To the Handelsblatt article To the database Share your use caseDownload the high-resolution overview of the AI Startup Landscape 2022 here:
Methodology
The AI start-ups included in the landscape are private companies founded after 2009 that have their headquarters or central development activities in Germany. They focus on machine learning (ML) or make significant use of ML. The selection process can be summarised as follows:
- The start-ups are compiled from various public (e.g. Crunchbase, LinkedIn) and private (VC network) sources to create a comprehensive long list.
- The start-ups are evaluated based on data, talent, AI methods, scalability and overall quality, and then clustered (see logic for clustering).
- The start-ups are first evaluated by our AI engineers and strategists (‘valid’, ‘rising’, “longlist” and ‘rejected’) to create a shortlist.
- The shortlist is independently evaluated and assessed by our contributors (jury consisting of Digital+ Partners, Earlybird Capital, eCAPITAL, Google, High-Tech Gründerfonds, HV Holtzbrinck Ventures, Lakestar, NVIDIA, Speedinvest and Unternehmertum Venture Capital Partners). The feedback is synthesised and the final result is visualised.
Clustering-Logik
The logic for clustering is based on Shivon Zilis' Landscape for Machine Intelligence. It is developed from the perspective of companies that want to use AI in their business:
- Enterprise Functions: Increase the productivity of existing tasks – support your employees with ready-to-use, AI-enabled tools that make their daily work easier and thus increase productivity.
- Enterprise Intelligence: Utilise new data sources – gain new insights that were previously too difficult or too expensive to obtain using conventional methods.
- AI Technology Stack: Build products with ML – give developers the tools they need to create and use machine learning software and gain a competitive advantage.
- Industries: Use AI-first products – leverage and collaborate with start-ups that offer industry-specific products and services using machine learning.
Locations
Facts and figures
As in previous editions, Berlin and Munich continue to dominate the German AI start-up landscape. The two cities are home to up to two-thirds of German AI start-ups. Berlin leads the landscape as the German city with the largest number of start-ups.
Funding
Facts and figures
Since 2010, the AI start-ups shown have raised a total of €2.2 billion in funding. The average funding received per AI start-up rose by 24% in 2020. While Berlin continues to lead in terms of the number of AI start-ups, Munich ranks first with average funding of €27 million per company, ahead of Berlin with €9 million.
Sector
Facts and figures
Around 40% of the selected start-ups operate across multiple sectors. Among companies with a sector focus, we are seeing a dominance and continuous growth of AI start-ups in the following key German industries: manufacturing, transport and mobility, and healthcare.
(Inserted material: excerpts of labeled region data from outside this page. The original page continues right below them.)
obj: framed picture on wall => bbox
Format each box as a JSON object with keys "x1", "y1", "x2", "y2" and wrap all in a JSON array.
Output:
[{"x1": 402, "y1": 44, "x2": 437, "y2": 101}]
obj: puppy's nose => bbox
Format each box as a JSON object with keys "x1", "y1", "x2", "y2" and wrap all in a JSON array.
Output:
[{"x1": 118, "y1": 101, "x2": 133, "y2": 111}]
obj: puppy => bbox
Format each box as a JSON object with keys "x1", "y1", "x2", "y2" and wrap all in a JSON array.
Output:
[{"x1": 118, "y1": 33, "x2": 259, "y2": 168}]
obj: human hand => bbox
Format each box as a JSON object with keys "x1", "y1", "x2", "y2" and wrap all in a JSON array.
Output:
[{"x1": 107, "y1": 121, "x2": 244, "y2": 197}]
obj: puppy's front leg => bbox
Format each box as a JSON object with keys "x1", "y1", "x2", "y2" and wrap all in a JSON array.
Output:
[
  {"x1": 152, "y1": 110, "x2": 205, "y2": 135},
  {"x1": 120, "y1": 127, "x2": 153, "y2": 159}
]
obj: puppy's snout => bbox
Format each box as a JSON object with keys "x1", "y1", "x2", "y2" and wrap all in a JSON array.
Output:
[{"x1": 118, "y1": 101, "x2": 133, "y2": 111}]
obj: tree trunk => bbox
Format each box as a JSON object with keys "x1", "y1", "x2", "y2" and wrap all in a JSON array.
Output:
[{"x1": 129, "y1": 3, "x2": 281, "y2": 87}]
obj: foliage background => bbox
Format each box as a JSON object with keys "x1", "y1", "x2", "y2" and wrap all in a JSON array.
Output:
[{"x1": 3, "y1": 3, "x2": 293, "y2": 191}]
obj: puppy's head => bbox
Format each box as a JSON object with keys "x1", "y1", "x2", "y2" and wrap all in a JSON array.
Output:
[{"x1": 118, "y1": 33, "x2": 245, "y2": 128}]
In the manufacturing sector in particular, we are seeing strong growth with eight new start-ups in the 2020 landscape compared to 2019.
Business Functions
Facts and figures
When it comes to process expertise, German start-ups tend to be more active in areas such as marketing and customer service and less so in strategically sensitive areas such as IT and security. This may be due to the fact that customers (large companies) avoid working with start-ups on strategically sensitive issues and instead prefer large, well-known international companies.
Rights & permission to use
We consider it our duty to pass on this information. Feel free to use this landscape as part of a presentation, lecture or project. This is permitted and encouraged, as long as you always use the visual representation and refer to us accordingly. If you change anything in our landscape, you must mark this as your own modification. The content of this landscape is published under the CC-BY 4.0 licence.